Researcher degrees of freedom refers to the inherent flexibility involved in conducting research including carrying out experiments as well as analyzing the data. Researchers can choose among many ways of analyzing their data, and these ways can, for example, be selected arbitrarily or on the basis that certain ways result in more desirable outcomes such as a statistically significant result (Simmons, Nelson, & Simonsohn, 2011). Or put another way, the flexibility in
text is a double edged sward where abusing the options leads to p-hacking: the analytic process of consciously or unconsciously trying several types of analyses until achieving the desired results.
Specify language model , specify which layers that will be used and how they will be aggregated.
Example of aspects to consider in a pre-registration of hypotheses testing
This is not an exhaustive list; rather think through your analyses as carefully as possible and consider which decisions that can be appropriately be made in advance. For example,
Type of model (e.g., BERT-base, BERT-large, multilingual BERT, RoBERTa, XLnet, etc.)
Which layers (e.g., all, 11 and 12 etc.)
Layer aggregation method (e.g., mean, minimum, and maximum)
Exclusion of some token (e.g., [CLS] and [SEP])
Type of ML algorithm (e.g., ridge, Random Forest etc.)
Number of cross validation folds in textTrain
Criteria for plotting (e.g., number of words to significance test, plots etc.)
Number of permutations (e.g., in textSimilarityTest, textProjection)
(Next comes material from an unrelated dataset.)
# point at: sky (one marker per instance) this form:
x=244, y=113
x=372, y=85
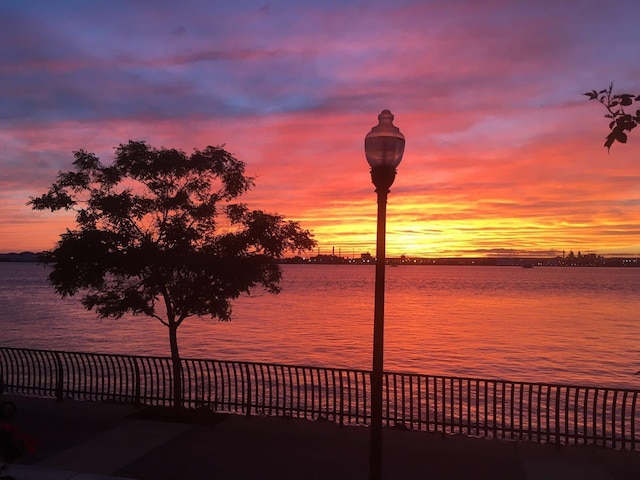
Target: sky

Not(ing) change of random seed. In computer science literature it has recently been discussed that different random seeds can give very different results (e.g., see Mosbach et al., 2020). So perhaps even consider pointing out that seeds will not be changed or commit to a specific seed
Simmons, J. P., Nelson, L. D., & Simonsohn, U. (2011). False-positive psychology: Undisclosed flexibility in data collection and analysis allows presenting anything as significant. Psychological science. Mosbach, M., Andriushchenko, M., & Klakow, D. (2020). On the Stability of Fine-tuning BERT: Misconceptions, Explanations, and Strong Baselines.